这个笑声在两军对峙的时刻显得有点突兀,但极富感染力,没用很久就把小朋友的气笑漏了,陪着他一起瞎乐呵。
于是乎,一家三口在两人笑得东倒西歪一人无奈旁观的兵荒马乱中,开启了新年的第一天。
按照夏也的习惯,元旦这天照常是要去墓园看望爸爸们的。
外面雨下得很大,他原本还在担心外出会不会不方便,好在天公作美,很给面子。
雨势在他们吃早餐时渐渐衰微下去,等收拾得差不多可以出门时,已然完全停了。
墓园在郊区的山上,开车过去差不多要一个小时。
许是刚下过雨的原因,山间萦绕着袅袅娜娜的白雾,空气清新湿润,透着股冬日的厚重干净。

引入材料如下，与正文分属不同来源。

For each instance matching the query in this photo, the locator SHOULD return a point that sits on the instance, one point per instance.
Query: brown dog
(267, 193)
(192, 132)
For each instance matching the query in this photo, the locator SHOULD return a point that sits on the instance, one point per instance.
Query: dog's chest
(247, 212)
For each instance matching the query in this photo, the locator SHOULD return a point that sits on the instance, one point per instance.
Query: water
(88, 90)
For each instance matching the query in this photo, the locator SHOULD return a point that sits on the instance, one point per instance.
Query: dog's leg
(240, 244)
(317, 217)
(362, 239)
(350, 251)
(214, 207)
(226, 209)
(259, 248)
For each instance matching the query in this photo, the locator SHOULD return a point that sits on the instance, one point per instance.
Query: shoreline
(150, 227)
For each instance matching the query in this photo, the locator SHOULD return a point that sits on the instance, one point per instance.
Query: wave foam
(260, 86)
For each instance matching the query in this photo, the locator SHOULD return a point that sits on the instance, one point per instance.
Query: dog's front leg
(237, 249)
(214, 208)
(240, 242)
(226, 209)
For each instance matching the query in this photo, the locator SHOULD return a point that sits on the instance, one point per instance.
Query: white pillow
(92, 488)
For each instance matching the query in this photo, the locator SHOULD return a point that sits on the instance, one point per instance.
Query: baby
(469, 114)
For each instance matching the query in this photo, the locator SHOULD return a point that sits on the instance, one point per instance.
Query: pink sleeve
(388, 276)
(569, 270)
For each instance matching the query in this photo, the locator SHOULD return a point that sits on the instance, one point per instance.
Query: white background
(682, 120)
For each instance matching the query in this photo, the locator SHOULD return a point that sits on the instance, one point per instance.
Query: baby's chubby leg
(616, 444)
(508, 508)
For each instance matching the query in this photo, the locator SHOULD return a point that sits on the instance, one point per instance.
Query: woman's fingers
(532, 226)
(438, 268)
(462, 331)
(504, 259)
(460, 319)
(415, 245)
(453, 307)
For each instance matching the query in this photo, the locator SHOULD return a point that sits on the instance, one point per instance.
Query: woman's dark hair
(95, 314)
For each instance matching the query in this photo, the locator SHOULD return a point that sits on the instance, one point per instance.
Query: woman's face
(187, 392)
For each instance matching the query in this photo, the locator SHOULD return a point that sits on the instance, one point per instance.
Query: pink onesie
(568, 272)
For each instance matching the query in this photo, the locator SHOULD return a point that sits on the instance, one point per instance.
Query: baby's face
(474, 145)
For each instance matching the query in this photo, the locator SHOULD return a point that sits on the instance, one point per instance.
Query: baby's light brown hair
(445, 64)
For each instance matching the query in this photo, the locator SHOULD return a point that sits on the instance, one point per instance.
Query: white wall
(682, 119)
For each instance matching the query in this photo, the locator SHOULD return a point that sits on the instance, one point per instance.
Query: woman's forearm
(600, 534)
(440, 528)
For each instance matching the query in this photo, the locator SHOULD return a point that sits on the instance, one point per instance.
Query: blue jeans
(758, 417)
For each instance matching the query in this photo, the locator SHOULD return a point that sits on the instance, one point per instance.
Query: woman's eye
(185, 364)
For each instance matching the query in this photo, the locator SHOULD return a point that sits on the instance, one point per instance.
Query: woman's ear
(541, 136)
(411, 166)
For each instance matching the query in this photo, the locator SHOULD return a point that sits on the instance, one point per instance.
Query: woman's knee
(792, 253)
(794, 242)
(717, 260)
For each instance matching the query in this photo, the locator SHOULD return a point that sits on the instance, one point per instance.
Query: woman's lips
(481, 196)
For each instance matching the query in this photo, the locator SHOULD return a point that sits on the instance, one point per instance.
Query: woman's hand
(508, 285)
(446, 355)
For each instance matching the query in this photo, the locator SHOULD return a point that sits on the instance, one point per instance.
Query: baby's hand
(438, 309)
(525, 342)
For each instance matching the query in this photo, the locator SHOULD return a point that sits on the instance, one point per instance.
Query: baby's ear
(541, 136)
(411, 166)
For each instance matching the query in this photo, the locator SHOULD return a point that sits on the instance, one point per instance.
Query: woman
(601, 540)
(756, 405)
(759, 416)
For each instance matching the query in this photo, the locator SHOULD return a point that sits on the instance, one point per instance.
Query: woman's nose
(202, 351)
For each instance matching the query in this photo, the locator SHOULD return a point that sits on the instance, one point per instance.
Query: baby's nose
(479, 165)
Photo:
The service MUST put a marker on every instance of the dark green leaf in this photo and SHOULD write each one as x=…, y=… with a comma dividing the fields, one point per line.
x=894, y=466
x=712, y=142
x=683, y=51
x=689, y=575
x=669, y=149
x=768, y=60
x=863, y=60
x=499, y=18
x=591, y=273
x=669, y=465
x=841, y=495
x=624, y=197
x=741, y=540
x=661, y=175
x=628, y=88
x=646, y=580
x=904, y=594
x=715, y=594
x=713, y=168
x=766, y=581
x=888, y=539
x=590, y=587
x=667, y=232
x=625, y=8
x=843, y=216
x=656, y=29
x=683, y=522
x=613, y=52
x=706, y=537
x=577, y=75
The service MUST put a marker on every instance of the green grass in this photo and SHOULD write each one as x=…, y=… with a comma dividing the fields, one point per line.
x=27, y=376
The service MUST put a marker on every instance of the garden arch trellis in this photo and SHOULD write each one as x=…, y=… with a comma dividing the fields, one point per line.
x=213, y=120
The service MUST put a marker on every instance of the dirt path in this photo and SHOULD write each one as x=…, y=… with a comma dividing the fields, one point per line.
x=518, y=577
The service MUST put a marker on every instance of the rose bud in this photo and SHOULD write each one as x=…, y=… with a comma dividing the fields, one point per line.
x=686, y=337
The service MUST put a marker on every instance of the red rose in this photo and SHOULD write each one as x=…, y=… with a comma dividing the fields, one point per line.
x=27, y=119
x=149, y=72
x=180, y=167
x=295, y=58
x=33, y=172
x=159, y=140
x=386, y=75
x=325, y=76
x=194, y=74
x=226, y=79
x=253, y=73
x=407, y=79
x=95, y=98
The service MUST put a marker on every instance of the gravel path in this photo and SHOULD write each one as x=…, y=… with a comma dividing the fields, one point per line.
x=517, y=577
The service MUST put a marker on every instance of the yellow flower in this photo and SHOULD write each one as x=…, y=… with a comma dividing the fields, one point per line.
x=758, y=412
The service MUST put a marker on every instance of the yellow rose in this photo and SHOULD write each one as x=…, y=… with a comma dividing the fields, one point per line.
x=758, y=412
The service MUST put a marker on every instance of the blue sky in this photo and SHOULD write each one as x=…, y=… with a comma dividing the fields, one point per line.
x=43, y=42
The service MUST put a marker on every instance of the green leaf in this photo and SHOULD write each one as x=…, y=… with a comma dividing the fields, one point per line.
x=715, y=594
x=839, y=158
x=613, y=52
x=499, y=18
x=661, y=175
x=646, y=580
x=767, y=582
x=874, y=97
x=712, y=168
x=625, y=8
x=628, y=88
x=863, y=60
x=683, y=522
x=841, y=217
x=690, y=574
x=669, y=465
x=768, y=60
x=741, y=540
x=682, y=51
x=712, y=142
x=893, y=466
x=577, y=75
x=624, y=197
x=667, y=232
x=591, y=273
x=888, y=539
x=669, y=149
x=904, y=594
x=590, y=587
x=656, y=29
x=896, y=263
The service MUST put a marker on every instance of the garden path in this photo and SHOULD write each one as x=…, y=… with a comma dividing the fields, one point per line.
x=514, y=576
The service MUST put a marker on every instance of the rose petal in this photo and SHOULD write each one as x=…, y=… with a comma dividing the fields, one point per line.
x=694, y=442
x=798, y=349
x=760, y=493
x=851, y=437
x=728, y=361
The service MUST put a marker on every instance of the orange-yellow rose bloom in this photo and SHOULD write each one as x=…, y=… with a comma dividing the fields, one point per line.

台阶依旧湿滑,安全起见,汪西迩单手抱起怪怪,另一只手牵着夏也,缓缓朝目的地走。
行至墓园门口时,夏也想起什么,捏了捏汪西迩的掌心,“我可能要先去和他们打个招呼,你们在这里等我一下。”
“嗯。”汪西迩没多问,低声道,“去吧。”
怪怪虽说好奇,却也乖巧地不去添乱,搂住汪西迩的脖子,目送小爸爸走了进去。
这个时间墓园里没多少人,夏也轻车熟路地走了过去,将贡品和鲜花摆在墓碑前。
两个爸爸是合葬的,墓碑上还有他们年轻时的照片,笑意盈盈,比现在的夏也大不了几岁。
他静静地和他们对视了许久,才有些唏嘘地唤道:“大爸爸,小爸爸,好久不见。”
“之前来看你们时一直没敢说,其实我结过婚了,还生了个很可爱的小宝宝。”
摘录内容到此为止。